Nuclear project still alive

November 16, 2009

By Anton Caputo
San Antonio-Express-News

CPS Energy's board of trustees agreed Monday to wait until January before deciding to build two more nuclear reactors outside Bay City. But even if the city pulls out of the nuclear project, the utility said it will still need a rate increase next year and more than a half-billion dollars in financing for other projects.

Interim General Manager Steve Bartley, who recently returned from Japan, where he discussed cost estimates with contractor Toshiba Inc., asked for the extra time.

Bartley promised that the utility would put together a new cost estimate for the project and an analysis of alternatives if the utility opts out of nuclear expansion. Both will be complete by the end of the year. Bartley then will present his recommendation to the board two weeks later on Jan. 15.

Mayor Julián Castro, who last week threatened to pull the plug on the nuclear option well before the end of the year if the cost wasn't reduced, said he was willing to wait.

"Because I am satisfied that CPS is seriously preparing for alternatives, I think it's prudent," he said. "Our business partner has requested until Dec. 31 to deliver an official estimate and, given my confidence in our ability to pursue alternatives, I believe we should honor that request."

Castro became upset last month when a leaked cost estimate from Toshiba came in as much as $4 billion higher than CPS expected. San Antonio's municipally owned utility has said the project will cost about $13 billion and could be done while keeping bill increases to roughly 5 percent every other year for the next decade.

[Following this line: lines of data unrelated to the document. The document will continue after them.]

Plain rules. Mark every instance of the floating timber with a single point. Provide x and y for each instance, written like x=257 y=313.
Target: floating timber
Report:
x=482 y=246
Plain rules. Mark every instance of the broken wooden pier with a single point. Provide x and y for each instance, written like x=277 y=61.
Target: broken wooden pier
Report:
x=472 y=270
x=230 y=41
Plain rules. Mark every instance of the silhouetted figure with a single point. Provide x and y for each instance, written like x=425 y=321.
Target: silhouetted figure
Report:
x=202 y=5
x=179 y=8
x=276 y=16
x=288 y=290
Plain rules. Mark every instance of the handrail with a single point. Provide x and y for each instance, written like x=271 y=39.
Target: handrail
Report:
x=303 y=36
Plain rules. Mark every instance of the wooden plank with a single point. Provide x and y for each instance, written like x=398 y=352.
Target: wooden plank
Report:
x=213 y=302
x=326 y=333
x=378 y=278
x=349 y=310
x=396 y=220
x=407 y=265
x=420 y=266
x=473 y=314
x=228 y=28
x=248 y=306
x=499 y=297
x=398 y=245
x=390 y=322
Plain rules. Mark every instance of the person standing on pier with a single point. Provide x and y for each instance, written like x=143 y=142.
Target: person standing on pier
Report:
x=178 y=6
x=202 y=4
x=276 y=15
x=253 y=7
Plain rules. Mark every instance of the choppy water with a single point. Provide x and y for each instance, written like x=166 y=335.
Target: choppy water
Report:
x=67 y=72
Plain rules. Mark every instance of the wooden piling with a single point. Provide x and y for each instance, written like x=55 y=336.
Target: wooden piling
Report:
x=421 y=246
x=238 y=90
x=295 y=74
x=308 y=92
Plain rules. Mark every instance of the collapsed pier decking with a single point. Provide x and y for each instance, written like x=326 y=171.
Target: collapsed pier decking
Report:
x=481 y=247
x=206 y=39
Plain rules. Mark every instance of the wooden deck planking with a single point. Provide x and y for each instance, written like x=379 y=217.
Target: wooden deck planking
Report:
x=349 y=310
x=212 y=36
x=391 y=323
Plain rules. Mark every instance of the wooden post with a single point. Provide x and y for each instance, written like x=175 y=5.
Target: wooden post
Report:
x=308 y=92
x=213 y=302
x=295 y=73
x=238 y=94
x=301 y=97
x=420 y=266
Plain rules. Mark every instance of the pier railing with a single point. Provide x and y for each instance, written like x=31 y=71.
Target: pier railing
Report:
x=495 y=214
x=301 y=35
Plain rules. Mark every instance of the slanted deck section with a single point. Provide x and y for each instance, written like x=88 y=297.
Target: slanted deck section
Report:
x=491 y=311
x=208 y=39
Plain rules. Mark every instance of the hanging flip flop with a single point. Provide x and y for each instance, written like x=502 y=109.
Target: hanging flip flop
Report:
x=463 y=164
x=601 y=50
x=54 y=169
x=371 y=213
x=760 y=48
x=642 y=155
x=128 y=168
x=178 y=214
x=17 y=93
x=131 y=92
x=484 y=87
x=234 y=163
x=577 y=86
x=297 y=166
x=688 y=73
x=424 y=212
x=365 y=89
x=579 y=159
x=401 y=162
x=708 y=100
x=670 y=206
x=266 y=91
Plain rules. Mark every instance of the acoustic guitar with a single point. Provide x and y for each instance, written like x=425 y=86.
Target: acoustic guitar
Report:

Bartley led a team to Japan last week to discuss the project with executives from Toshiba and other companies involved. These include NRG Energy, which is CPS' partner in the deal; Fluor Corp., which will do most of the construction; and Nuclear Innovation North America, a partnership between NRG and Toshiba.

Bartley said he made it clear that CPS would not take part if the costs are not close to what it has promised the community.

"Our contractors have stated they understood our message and pledged to provide a new, lower cost estimate no later than Dec. 31," Bartley said.

Opponents of the nuclear project said Monday that they were unimpressed with the report Bartley brought back from Japan.

"He comes and doesn't deliver a price, but delivers a process," said Tom "Smitty" Smith of consumer advocacy group Public Citizen. "What kind of board would let its chief executive officer go off and negotiate and come back with nothing new?"

Some CPS board members were clearly frustrated with the way things unfolded Monday.

Member Stephen Hennigan, said he had never seen or been officially briefed on the cost estimate from Toshiba that Bartley and his team are trying to reduce.

"We're working to reduce a confidential number that was provided in mid-October from Toshiba, and that is different than the number that the board voted on?" he asked. "I don't know that number."

Two CPS executives have been suspended while the utility investigates how and why that cost estimate was kept from upper management and the board.

Hennigan also pointed out that the complicated web of corporate interests in the deal puts CPS in the position of cooperating with NRG to persuade Toshiba to bring its price down, while, at the same time, NRG and Toshiba are partners in NINA, which has a stake in the nuclear project.

"We're actually finding ourselves in co-owner meetings with, in fact, a contractor who is contemplating building the project," he said.

Even if CPS opts out of the nuclear deal, it's going to need an infusion of cash and a rate increase to keep its books solid, Chief Financial Officer Paula Gold-Williams told the board Monday. If not, the utility's financial integrity and credit rating could suffer while it tries to finish its new coal plant and several other large environmental projects, she said.

The financial plan, if the nuclear project continues, involves the utility asking the City Council for permission to borrow $400 million in January and raise rates 9.5 percent. Because of the various fees on an electricity bill, utility officials say this rate increase equates to a 5 percent rise in bills they have promised.

The utility then will ask for permission to borrow $550 million in the spring for non-nuclear projects.

If CPS opts out of the nuclear project, it will need to bump the $550 million bond issue to January, Gold-Williams said, along with a 7.5 percent rate increase.

Hennigan said, "You are going to need $550 million non-nuclear by the spring, and if we don't do that we will put this utility in peril."